Whether it’s wet grass, sticky ground or long draws on busy roads, trailers are often left to bear the brunt of it.
To limit unforeseen issues during the season, contractors and farmers should give trailers the once-over now before the workload arrives and on a regular basis throughout the season.
Two key questions should be kept in mind. One, is it road legal and safe? And two, is everything working as it should? Contractors should take the time to familiarise themselves with RSA regulations and be fully compliant.
The traditional towing eye needs to be inspected regularly and replaced if badly worn. Any replacement welding should be carried out by a certified professional. Nowadays, more contractors are moving towards ball and spoon-type coupling. The benefits are reduced wear and much less chance of decoupling.
2 Running gear and chassis
Axles tend to spend much of their time under load. It’s important to grease the required points regularly during the season and inspect the running gear thoroughly for wear and damage. Worn components will eventually fail if ignored.
Examine springs for cracks, loose U-bolts and the axle itself for stress fractures. Grease all bushings, hinges and rockers regularly. Have a good look around the chassis and running gear for cracks or damage. Respond to cracks, particularly in the chassis or tipping structure, with urgent repair.
It is vital that steering axles are checked and receive regular lubrication given the degree of moving components. Passive steering systems should be tested to ensure they are locking in position for road travel.
Check brake function and ensure full engagement and disengagement. It’s not uncommon for brakes to stick, especially while unloaded, which can cause tyre flat spots if unnoticed.

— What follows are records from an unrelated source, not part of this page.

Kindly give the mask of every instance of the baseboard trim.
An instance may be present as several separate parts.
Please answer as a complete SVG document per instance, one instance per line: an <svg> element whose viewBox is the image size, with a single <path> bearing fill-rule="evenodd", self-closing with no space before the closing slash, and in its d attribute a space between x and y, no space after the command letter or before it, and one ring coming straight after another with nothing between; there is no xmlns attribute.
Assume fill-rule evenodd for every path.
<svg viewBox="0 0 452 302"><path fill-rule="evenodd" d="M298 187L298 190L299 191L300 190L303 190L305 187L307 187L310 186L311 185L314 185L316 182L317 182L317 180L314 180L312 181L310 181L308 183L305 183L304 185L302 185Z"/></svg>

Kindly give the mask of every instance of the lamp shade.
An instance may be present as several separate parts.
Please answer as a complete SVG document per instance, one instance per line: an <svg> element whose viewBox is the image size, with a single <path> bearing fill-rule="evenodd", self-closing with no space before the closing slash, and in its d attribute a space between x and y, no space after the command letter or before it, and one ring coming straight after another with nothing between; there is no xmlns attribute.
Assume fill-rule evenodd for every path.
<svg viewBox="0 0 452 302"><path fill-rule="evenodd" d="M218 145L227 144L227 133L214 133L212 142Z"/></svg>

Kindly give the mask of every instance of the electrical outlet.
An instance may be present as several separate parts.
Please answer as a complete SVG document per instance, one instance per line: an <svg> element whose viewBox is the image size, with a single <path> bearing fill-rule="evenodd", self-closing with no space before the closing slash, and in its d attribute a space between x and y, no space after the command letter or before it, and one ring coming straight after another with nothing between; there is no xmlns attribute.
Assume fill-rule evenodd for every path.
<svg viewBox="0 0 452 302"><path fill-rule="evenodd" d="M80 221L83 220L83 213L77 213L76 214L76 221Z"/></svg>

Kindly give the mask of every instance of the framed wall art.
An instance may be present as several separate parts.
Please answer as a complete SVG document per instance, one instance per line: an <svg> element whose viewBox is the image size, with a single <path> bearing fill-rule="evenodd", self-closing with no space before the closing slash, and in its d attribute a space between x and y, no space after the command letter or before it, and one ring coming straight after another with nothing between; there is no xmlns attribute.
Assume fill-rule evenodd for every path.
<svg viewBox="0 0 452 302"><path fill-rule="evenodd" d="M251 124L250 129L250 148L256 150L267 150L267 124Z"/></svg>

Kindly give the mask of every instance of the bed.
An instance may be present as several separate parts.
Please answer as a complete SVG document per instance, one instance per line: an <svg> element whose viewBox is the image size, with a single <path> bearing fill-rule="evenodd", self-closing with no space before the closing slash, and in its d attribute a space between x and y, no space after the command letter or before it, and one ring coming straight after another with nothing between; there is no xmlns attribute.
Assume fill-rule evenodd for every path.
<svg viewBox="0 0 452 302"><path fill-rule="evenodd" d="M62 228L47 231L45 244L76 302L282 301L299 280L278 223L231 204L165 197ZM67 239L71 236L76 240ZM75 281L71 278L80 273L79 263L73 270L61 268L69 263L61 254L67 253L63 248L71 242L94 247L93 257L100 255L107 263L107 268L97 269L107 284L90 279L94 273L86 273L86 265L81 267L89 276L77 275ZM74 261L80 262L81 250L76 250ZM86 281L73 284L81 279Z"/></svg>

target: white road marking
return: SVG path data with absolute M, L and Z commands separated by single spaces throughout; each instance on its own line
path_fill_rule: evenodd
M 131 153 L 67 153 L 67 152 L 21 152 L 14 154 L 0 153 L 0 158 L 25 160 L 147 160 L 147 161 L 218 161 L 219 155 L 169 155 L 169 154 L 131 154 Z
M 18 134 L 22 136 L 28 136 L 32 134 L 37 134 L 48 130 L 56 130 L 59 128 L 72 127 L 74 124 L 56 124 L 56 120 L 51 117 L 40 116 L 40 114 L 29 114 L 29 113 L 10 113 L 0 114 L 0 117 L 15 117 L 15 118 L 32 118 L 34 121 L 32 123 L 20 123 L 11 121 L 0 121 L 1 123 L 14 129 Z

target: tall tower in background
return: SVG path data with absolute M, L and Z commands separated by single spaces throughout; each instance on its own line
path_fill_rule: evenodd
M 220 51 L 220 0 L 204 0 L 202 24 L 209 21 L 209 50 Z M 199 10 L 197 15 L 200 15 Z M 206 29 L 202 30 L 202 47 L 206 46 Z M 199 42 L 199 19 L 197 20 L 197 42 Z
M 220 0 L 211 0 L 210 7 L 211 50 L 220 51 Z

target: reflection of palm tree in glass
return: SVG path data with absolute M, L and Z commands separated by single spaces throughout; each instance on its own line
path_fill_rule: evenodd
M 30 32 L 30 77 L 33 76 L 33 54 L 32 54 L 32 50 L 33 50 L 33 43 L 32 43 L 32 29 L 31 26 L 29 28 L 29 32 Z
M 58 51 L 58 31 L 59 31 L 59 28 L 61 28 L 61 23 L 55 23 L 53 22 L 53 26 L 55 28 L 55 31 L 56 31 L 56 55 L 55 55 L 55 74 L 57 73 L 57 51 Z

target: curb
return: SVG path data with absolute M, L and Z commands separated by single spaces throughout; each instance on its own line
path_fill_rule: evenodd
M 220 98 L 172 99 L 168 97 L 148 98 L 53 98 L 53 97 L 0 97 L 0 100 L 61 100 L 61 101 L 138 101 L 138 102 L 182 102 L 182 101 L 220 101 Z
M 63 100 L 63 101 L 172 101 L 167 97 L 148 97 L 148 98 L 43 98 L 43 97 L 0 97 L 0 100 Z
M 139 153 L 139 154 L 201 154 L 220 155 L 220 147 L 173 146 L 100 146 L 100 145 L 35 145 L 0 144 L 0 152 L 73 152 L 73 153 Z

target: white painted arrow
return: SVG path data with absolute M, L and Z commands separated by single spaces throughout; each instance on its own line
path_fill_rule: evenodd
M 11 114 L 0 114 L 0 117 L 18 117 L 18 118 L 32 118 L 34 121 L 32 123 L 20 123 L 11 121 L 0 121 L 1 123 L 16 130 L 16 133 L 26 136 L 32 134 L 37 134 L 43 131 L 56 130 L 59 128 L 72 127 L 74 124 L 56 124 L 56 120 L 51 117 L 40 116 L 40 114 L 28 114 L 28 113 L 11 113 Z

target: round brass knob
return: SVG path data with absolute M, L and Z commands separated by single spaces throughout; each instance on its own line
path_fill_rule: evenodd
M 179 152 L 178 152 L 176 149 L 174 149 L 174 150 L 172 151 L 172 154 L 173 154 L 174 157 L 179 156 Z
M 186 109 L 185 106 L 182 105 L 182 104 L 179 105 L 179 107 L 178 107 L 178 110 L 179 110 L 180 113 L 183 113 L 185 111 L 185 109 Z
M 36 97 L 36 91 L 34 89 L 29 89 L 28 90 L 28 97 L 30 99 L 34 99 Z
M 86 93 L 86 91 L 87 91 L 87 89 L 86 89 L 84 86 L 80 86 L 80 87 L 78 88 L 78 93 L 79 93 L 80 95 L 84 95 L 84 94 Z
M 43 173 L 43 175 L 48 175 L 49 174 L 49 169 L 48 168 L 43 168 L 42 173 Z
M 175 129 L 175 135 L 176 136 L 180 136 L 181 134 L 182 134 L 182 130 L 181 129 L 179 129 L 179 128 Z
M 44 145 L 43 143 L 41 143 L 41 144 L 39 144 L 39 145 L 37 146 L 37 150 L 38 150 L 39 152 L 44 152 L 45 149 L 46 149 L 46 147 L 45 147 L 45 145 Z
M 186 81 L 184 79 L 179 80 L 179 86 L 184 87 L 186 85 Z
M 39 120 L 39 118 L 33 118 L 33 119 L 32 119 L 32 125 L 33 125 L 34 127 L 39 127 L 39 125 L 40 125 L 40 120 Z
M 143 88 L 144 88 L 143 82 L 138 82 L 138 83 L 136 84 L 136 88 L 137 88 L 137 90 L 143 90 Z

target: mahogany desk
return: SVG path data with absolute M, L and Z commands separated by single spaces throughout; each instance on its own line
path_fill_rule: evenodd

Slack adjusters should be checked. The older manual type should be adjusted if the braking effort has decreased. Braking rules differ depending on the speed of the tractor towing the trailer and the speed the trailer was designed to be towed at.
A trailer designed to be towed over 40km/h must be fitted with load-sensing air brakes, a breakaway system, a parking brake and an authorisation plate. Agricultural trailers manufactured before 1 January 2016 that are not designed to be drawn at a speed of more than 40km/h may be fitted with a second coupling device, such as a chain or wire rope. Any trailers that can be towed at speeds over 60km/h should be equipped with ABS. All trailers must be fitted with a parking brake.
4 Tyres and studs
Tyre pressures can drop during winter storage, so check that all are equally inflated to the recommended pressure. Different tyres run on different pressures, from commercial spec super-singles (may operate on pressures as high as 100psi), to low ground pressure flotation tyres operating as low as 15psi. It’s vital to check for signs of cuts, bulges or excessive wear that could lead to failure. Wheel nuts should be correctly torqued before and throughout the seasons.
5 Lights and markers
It is critical all trailer lights, side markers and reflectors are present and working. Depending on combined tractor and trailer lengths, the RSA has specific standards relating to side lights and reflective side markings.
Tractor and trailer setups over 10m must be fitted with amber side lights and reflective side markings, while if over 13m combined, should have a “long vehicle” marker on the rear. Reflective markings should cover 80% of the trailer. On the rear, a red reflective strip across the width of the trailer is required. A speed plate should also be fitted to the rear of the trailer. Illuminated number plates are also a requirement.
If in doubt contact the RSA or visit RSA.ie for further information in relation to axle weights/speeds, brakes and lighting standards.